CUESTIÓN DE AMBIENTE. DIVERSIDAD EN EL AMBIENTE LITERARIO Y ARTÍSTICO DE LOS AÑOS 20
Redacción
Este año anómalo, la programación LGTBI+ se echa de menos. Mientras los medios de masas han redoblado sus esfuerzos para hacer pedagogía sobre una Ley desde su origen polémica y que todavía tendrá que tramitarse en el Parlamento, las instituciones artísticas brillan por su ausencia.

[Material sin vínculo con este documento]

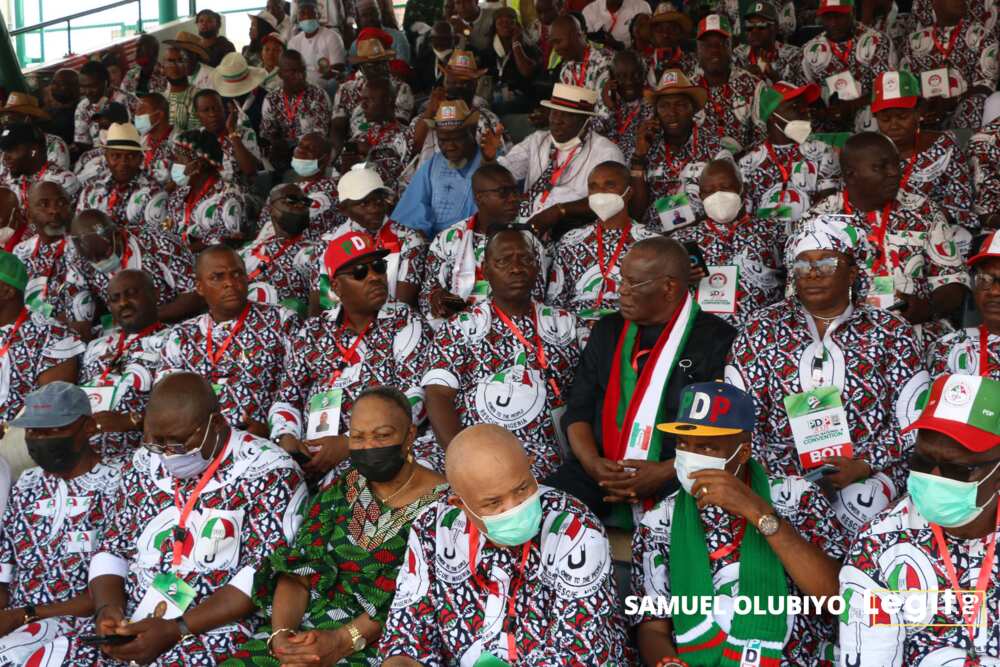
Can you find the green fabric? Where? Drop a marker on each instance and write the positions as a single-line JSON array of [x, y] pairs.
[[346, 580], [761, 576]]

Excepto el madrileño Museo Nacional Thyssen-Bornemisza, donde se presentó el programa de esta edición, coordinado por el comité organizador del Orgullo LGTBI de Madrid (MADO) y al que acudió la vicealcaldesa de la capital, Begoña Villacís. En el Thyssen se ofrece el recorido temático Amor diverso. Y paradójicamente, en CentroCentro del Ayuntamiento -que este año no luce la bandera arcoiris- se puede ver la única muestra de temática gay en Madrid.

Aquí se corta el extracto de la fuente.